Data Import#

To start building your AI models, you need to prepare what you are going to train your model with, that is your training data.

Supported Input Files and Formats#

Training data corresponds to a folder containing your simulation data, that is:

one surface file [required file] that represents the geometry and the target surface fields (2D data).

If you have multiple surface files to represent one geometry, you must merge the parts before uploading.
and when relevant:
- one boundary condition file [optional file] that specifies the operating conditions (0D data) of the case to the AI model.
  
  This file allows you to define what is changing from one training data point to another (the inlet velocity or the fluid temperature for example). It enables you to provide extra information that is not tied to the design itself yet still affects the simulation results. JSON is an open standard file format commonly used that can be edited using any text editor.
  
  Example of a boundary condition file:
```
{
    "Mach": 26.72,
    "AoA": 0,
    "Farfield_Pressure": 0.076098624,
    "Farfield_Temperature": 192,
    "Wall_Temp": 485
}
```
  Note
  
  Boundary conditions have no units. Use values that are consistent with the training data.

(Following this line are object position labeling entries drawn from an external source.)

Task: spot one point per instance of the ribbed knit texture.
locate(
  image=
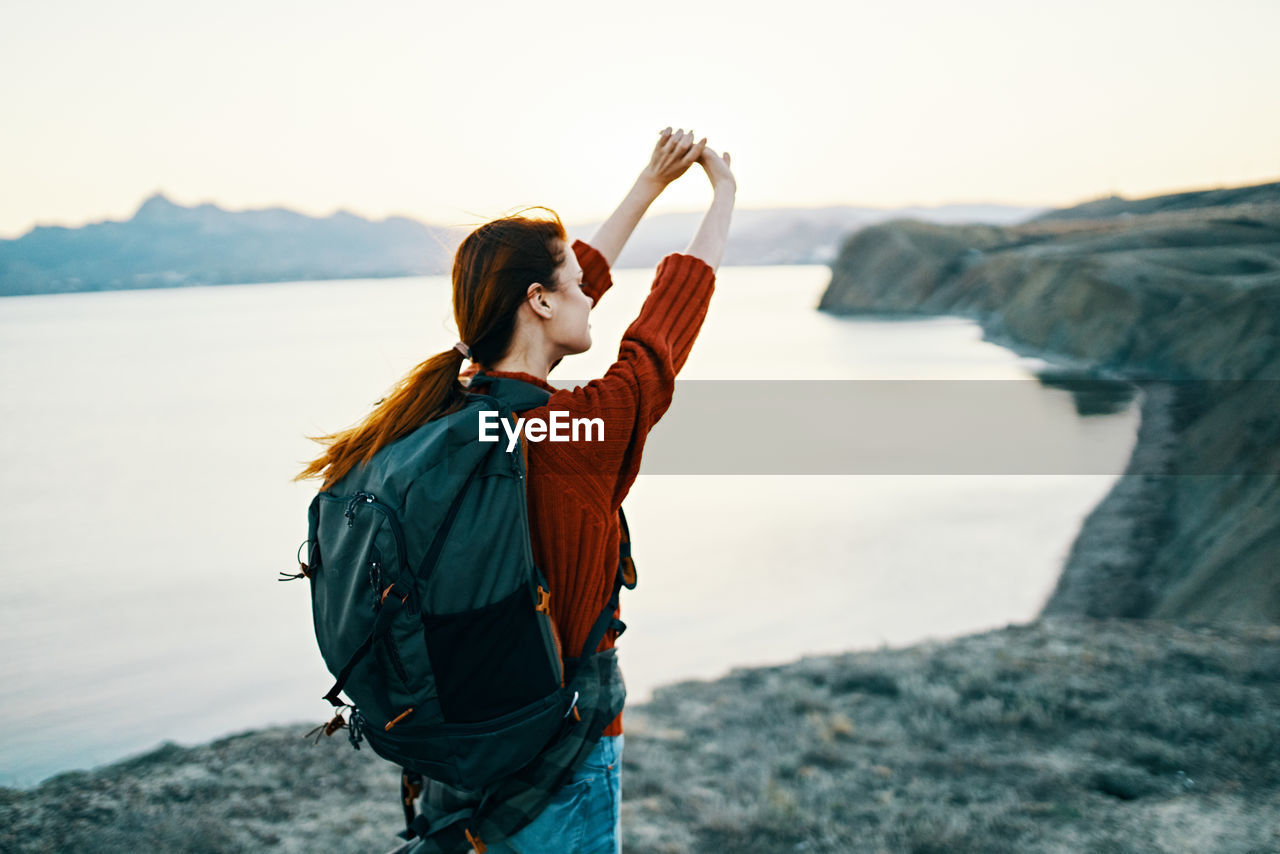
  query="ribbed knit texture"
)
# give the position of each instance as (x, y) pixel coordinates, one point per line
(575, 488)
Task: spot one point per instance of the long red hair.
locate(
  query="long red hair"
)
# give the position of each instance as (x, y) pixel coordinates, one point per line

Each simulation folder can contain those two types of input files, and they must be unique per simulation folder.

For more information about converting data into a supported format, see Data Conversion

Data Processing#

The raw data you import to the application are analyzed and preprocessed to be turned into universal, AI-ready data aligning with a canonical internal format.

For more information on how to upload data, see Adding Data

Any validation failure at the import stage raises an error mentioning that the training data cannot be used to build a model.

The four processing states (Importing, Waiting for data extraction, Extracting data, Ready for model) are displayed and available in the product interface.

Data Allocation#

To build an AI model, the data which you add to the Ansys SimAI Pro application have to be distributed into two subsets: a training subset and a test subset. A randomized distribution ensures that a varied type of data points is selected and that the model remains unbiased.